I recently read an article about buzzwords, with a focus on “big data”. I began considering how buzzwords enter the lexicon and how we can communicate concepts and big ideas more clearly. Is it possible to communicate complex and wide ranging ideas in just a few words?
I am laughing I write this post. Just this morning, over breakfast, my daughter said something about not liking a book she was reading. I asked her what about the book she didn’t like and she responded, “It’s dumb”. We have an ongoing conversation which goes something like this.
Me: “What do you mean by dumb?”
Her: “Just dumb, Dad.”
Me: “I don’t get, “dumb”, can you help me understand exactly what you mean?”
I am then rewarded with and explanation of, “dumb”, in a specific context. I have this dialogue with my teenage daughter because I want her to be able to clearly verbalize her thoughts and ideas to others.
My initial reaction, to seeing “big data” described as an overused buzzword, was that “big data” is simple way to convey a very complex set of ideas. My reaction led me to consider how “dumb” I really am. When we hear terms like “big data” or “dumb” we immediately make assumptions about meaning of those words, regardless of what the actual intention behind the words might be.

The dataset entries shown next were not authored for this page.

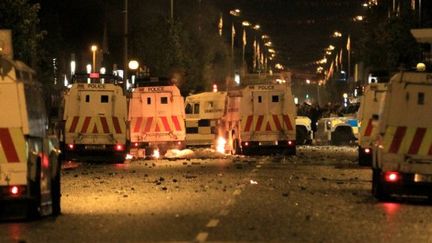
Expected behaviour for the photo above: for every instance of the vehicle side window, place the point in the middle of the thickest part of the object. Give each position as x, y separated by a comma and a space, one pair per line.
188, 109
104, 98
196, 108
420, 98
164, 100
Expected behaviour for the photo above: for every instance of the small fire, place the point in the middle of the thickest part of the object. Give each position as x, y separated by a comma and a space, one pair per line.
220, 145
156, 154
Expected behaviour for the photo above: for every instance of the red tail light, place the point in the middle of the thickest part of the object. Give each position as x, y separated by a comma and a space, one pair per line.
71, 146
392, 176
119, 147
14, 190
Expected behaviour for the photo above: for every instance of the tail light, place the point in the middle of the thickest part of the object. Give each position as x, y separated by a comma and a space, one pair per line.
119, 147
14, 190
391, 176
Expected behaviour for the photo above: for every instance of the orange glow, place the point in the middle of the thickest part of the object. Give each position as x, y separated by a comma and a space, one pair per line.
220, 145
119, 147
156, 154
14, 190
392, 176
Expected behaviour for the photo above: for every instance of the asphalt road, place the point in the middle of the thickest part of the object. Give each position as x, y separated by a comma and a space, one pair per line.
320, 195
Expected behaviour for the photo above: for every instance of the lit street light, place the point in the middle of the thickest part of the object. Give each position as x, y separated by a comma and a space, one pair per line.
94, 49
235, 12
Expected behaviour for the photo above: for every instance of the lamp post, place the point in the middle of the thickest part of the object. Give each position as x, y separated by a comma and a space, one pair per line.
133, 65
94, 49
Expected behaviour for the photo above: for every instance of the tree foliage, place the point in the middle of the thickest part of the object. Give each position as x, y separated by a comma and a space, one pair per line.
386, 42
22, 18
187, 47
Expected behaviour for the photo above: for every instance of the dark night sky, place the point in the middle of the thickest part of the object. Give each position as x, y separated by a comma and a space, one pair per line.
299, 29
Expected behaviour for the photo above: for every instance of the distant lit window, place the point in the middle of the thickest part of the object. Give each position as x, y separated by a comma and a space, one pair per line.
104, 98
188, 109
420, 98
164, 100
196, 108
210, 105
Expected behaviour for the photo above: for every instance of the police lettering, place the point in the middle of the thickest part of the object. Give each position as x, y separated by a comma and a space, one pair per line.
266, 87
155, 89
96, 86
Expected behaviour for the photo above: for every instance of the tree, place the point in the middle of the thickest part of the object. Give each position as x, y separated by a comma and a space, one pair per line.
187, 47
386, 42
22, 18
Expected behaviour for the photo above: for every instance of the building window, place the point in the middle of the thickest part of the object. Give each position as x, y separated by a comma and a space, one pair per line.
196, 108
104, 98
188, 109
164, 100
420, 98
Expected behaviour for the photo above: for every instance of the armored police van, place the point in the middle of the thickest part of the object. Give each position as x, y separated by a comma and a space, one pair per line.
30, 161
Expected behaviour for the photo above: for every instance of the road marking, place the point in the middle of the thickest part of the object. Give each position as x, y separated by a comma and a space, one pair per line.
212, 223
224, 212
201, 237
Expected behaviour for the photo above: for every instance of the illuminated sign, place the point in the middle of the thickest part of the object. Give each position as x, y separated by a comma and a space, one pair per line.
96, 86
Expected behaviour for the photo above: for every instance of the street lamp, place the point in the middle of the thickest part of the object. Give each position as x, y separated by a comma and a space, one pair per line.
235, 12
94, 49
133, 65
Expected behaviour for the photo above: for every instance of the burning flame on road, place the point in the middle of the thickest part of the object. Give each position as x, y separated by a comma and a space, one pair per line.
156, 154
220, 145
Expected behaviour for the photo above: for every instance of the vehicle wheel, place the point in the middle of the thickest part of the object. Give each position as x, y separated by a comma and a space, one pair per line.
236, 147
56, 188
364, 159
342, 136
378, 190
34, 204
301, 135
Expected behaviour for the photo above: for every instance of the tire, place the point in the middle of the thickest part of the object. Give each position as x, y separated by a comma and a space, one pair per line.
56, 188
301, 135
378, 190
236, 147
342, 136
364, 159
34, 204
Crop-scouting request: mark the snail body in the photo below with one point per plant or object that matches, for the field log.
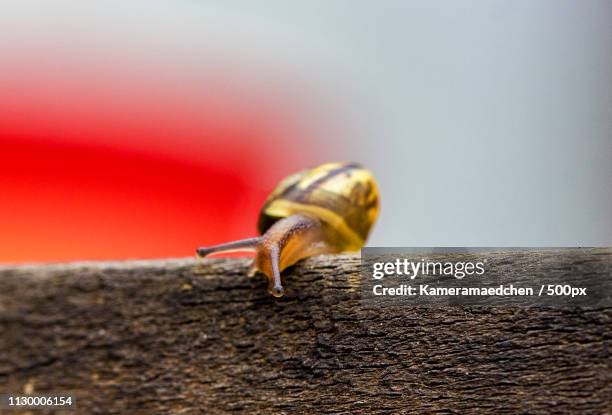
(328, 209)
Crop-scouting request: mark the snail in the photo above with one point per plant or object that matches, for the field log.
(327, 209)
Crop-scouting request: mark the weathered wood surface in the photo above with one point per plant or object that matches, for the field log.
(176, 337)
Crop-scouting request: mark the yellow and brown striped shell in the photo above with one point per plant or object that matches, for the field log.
(344, 196)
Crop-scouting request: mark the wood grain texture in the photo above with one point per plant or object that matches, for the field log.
(182, 337)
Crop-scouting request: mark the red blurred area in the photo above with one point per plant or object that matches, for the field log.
(98, 169)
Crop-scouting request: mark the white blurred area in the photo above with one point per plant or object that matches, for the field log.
(487, 123)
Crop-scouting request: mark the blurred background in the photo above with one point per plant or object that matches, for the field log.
(147, 128)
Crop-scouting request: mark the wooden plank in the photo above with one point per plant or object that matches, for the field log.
(185, 337)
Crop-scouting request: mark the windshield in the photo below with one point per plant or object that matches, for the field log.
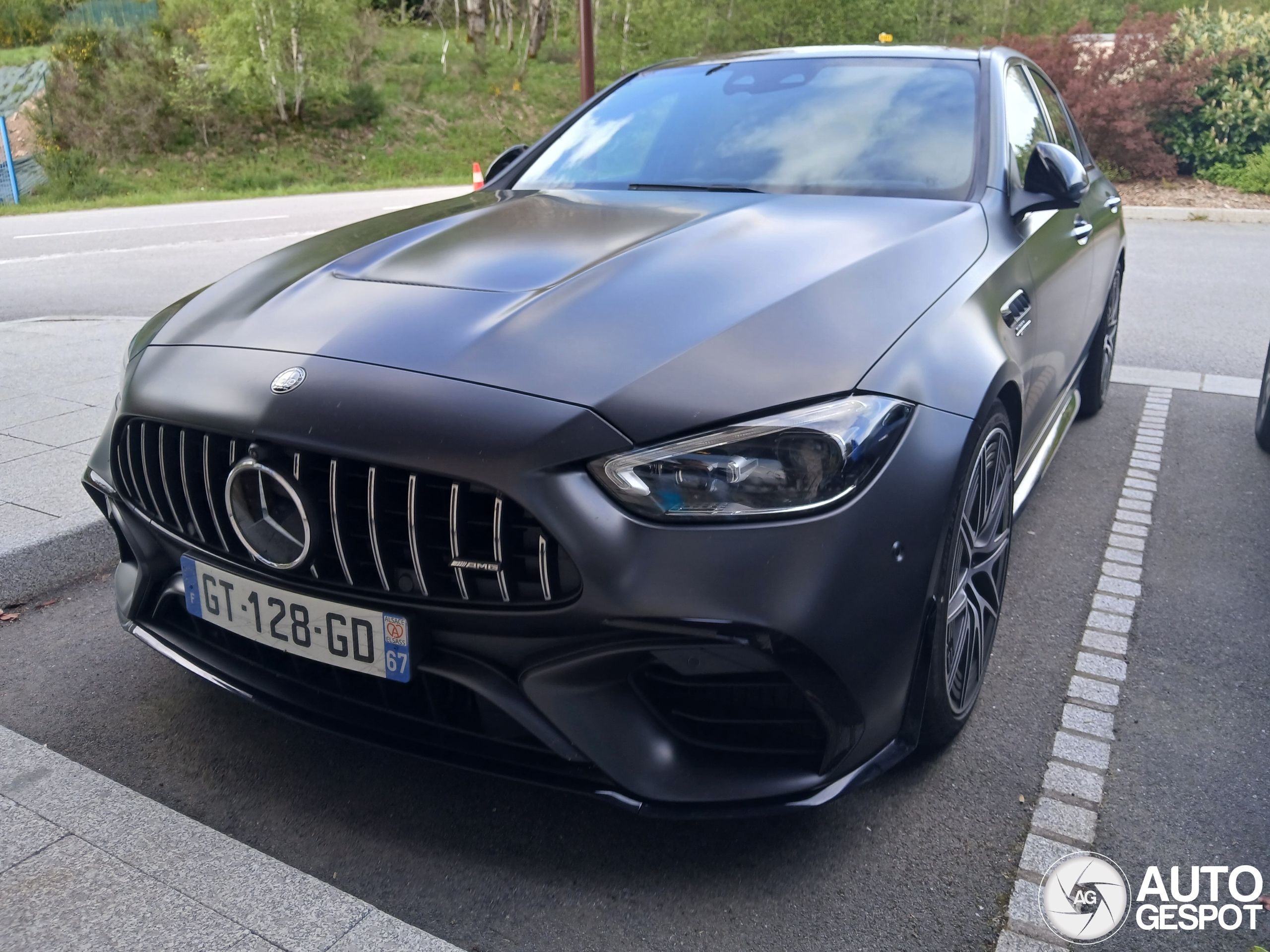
(847, 126)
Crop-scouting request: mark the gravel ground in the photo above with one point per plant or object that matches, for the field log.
(1188, 193)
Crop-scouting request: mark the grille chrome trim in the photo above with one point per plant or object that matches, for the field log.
(421, 537)
(544, 578)
(454, 540)
(334, 524)
(207, 488)
(185, 486)
(498, 547)
(163, 474)
(414, 535)
(375, 535)
(145, 472)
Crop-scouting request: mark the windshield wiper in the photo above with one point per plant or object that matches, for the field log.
(642, 187)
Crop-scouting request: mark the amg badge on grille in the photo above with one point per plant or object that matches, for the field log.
(289, 380)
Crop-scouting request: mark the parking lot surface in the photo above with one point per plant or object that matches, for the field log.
(922, 858)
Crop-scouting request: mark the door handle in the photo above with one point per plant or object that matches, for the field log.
(1015, 313)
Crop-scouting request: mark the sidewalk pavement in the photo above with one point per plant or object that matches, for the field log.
(87, 864)
(59, 377)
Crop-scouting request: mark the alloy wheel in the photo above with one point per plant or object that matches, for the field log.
(1113, 325)
(978, 570)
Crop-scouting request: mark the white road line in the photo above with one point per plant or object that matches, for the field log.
(155, 248)
(1066, 817)
(143, 228)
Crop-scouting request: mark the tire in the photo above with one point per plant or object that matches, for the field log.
(1263, 424)
(1096, 376)
(972, 582)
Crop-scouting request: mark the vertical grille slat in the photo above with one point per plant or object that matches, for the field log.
(334, 521)
(374, 529)
(378, 529)
(414, 536)
(454, 540)
(185, 488)
(207, 486)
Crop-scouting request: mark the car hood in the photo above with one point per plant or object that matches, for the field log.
(663, 311)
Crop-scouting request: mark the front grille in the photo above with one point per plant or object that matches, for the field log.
(377, 529)
(758, 713)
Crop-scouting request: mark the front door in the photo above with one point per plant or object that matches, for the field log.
(1055, 243)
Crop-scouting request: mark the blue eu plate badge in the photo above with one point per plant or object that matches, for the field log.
(397, 648)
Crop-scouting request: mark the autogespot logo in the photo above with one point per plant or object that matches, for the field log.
(1085, 898)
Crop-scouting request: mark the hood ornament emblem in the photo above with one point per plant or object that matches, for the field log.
(289, 380)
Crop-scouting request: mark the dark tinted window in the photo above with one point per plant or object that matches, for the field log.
(1025, 126)
(1053, 106)
(854, 126)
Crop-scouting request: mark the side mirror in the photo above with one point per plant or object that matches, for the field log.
(506, 158)
(1055, 179)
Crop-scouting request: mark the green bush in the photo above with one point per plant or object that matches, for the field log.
(108, 94)
(73, 175)
(1235, 117)
(1251, 176)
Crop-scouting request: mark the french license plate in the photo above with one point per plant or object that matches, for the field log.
(346, 636)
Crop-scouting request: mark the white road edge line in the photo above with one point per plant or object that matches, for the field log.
(1065, 819)
(155, 248)
(143, 228)
(185, 862)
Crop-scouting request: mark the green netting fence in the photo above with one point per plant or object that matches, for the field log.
(123, 14)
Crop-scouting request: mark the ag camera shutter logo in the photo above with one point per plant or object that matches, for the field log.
(1085, 898)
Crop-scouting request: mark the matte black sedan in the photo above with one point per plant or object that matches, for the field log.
(676, 466)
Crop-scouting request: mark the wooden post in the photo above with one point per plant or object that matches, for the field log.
(587, 60)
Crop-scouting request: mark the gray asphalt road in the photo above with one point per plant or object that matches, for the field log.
(1197, 298)
(922, 858)
(136, 261)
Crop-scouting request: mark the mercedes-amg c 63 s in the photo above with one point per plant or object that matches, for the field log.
(677, 465)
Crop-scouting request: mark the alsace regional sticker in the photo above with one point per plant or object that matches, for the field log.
(397, 648)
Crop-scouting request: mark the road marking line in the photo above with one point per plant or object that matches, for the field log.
(155, 248)
(144, 228)
(1094, 687)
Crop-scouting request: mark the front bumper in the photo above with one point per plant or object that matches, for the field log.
(635, 690)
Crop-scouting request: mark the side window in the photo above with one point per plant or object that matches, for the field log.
(1025, 126)
(1055, 107)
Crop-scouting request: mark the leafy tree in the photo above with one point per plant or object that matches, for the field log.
(1234, 119)
(281, 53)
(1122, 93)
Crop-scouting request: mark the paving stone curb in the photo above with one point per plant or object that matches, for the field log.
(1065, 819)
(39, 561)
(89, 864)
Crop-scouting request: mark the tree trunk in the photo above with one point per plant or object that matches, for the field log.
(538, 26)
(477, 24)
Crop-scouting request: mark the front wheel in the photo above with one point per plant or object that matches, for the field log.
(1096, 376)
(973, 582)
(1262, 428)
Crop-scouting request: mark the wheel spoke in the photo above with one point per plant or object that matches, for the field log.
(978, 570)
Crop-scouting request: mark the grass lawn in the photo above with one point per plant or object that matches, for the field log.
(435, 125)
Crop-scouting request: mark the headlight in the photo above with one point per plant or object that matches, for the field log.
(778, 465)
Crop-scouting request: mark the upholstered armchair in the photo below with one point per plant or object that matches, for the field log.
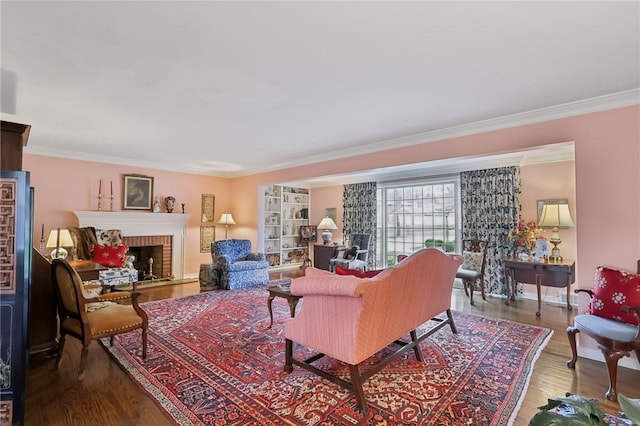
(355, 257)
(106, 248)
(236, 266)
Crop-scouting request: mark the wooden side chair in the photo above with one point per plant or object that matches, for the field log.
(613, 321)
(92, 318)
(471, 272)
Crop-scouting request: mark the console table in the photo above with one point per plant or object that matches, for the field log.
(552, 274)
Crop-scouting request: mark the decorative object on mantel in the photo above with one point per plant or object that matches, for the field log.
(138, 192)
(156, 205)
(522, 240)
(327, 224)
(207, 236)
(226, 219)
(555, 215)
(169, 203)
(58, 240)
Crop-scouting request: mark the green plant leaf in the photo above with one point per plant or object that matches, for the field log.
(630, 407)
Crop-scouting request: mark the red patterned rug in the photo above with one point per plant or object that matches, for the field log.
(213, 360)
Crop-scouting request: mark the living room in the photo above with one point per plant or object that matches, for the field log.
(601, 181)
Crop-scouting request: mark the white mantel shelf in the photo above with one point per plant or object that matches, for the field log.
(137, 224)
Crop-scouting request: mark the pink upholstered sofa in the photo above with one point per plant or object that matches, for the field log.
(350, 318)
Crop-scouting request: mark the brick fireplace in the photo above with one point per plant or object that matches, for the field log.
(143, 228)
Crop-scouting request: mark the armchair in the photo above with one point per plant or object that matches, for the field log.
(77, 317)
(354, 258)
(104, 247)
(613, 321)
(236, 266)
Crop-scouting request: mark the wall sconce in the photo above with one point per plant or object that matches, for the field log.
(58, 239)
(327, 224)
(554, 216)
(226, 219)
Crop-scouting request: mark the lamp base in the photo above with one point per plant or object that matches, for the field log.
(59, 253)
(326, 237)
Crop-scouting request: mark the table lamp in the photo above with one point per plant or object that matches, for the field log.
(554, 216)
(226, 219)
(58, 239)
(327, 224)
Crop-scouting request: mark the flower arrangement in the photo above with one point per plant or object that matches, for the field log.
(523, 238)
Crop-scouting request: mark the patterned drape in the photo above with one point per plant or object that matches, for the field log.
(490, 209)
(359, 214)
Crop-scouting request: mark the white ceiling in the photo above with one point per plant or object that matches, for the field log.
(234, 88)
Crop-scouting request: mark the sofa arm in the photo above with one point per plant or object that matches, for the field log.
(327, 284)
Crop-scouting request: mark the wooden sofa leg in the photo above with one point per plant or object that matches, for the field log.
(288, 355)
(416, 348)
(612, 357)
(571, 334)
(357, 387)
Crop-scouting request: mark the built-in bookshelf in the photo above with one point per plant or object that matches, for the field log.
(285, 209)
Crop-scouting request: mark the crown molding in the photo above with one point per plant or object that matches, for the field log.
(569, 109)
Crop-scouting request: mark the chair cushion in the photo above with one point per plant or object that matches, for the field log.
(111, 257)
(467, 274)
(360, 274)
(247, 265)
(615, 330)
(614, 289)
(472, 260)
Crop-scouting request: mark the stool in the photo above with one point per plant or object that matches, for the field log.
(208, 276)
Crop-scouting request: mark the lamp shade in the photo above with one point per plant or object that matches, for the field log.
(555, 215)
(226, 219)
(327, 223)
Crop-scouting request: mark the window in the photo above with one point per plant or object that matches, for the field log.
(413, 215)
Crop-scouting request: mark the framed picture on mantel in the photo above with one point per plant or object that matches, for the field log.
(138, 192)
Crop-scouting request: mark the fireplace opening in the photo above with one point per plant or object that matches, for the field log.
(158, 247)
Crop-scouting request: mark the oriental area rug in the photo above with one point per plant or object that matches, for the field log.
(213, 360)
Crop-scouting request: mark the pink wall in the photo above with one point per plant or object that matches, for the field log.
(62, 186)
(607, 149)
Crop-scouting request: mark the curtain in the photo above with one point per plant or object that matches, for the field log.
(490, 209)
(359, 214)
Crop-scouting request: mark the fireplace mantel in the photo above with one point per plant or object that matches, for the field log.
(144, 224)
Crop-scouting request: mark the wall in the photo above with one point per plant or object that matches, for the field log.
(62, 186)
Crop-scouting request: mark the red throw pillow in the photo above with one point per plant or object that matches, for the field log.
(614, 289)
(111, 257)
(366, 274)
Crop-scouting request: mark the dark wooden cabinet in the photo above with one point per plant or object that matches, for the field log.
(321, 256)
(43, 327)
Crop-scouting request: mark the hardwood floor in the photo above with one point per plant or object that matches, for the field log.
(107, 396)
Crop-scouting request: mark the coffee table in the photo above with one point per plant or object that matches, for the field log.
(277, 291)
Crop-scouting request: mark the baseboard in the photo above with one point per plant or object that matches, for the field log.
(596, 355)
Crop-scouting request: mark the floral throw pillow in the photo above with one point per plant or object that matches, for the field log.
(614, 289)
(472, 260)
(111, 257)
(366, 274)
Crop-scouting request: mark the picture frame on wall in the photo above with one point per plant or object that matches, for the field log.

What is “big data”? Wikipedia says that “big data” is a collection of data sets so large and complex that it becomes difficult to process using on-hand database management tools.” When I hear “big data” my definition goes well beyond the size of the data set, into the technology capabilities that are currently and will soon be available to rapidly store, process and analyze unimaginable amounts of information.
To me “big data” represents an enormous, barely tapped, repository of information, that, when combined with the right people and tools can be leveraged to generate insights into behaviors that have never before been available. The ability to analyze and correlate terabytes, petabytes, soon exabytes of data will impact every aspect of our lives from how much we pay for insurance to how much attention one gets walking through airport security. The economic and social implications of “big data” are staggering. Does the term, “big data”, encompass the enormity of the idea of “big data?
What is your definition of “big data”? Please share your thoughts.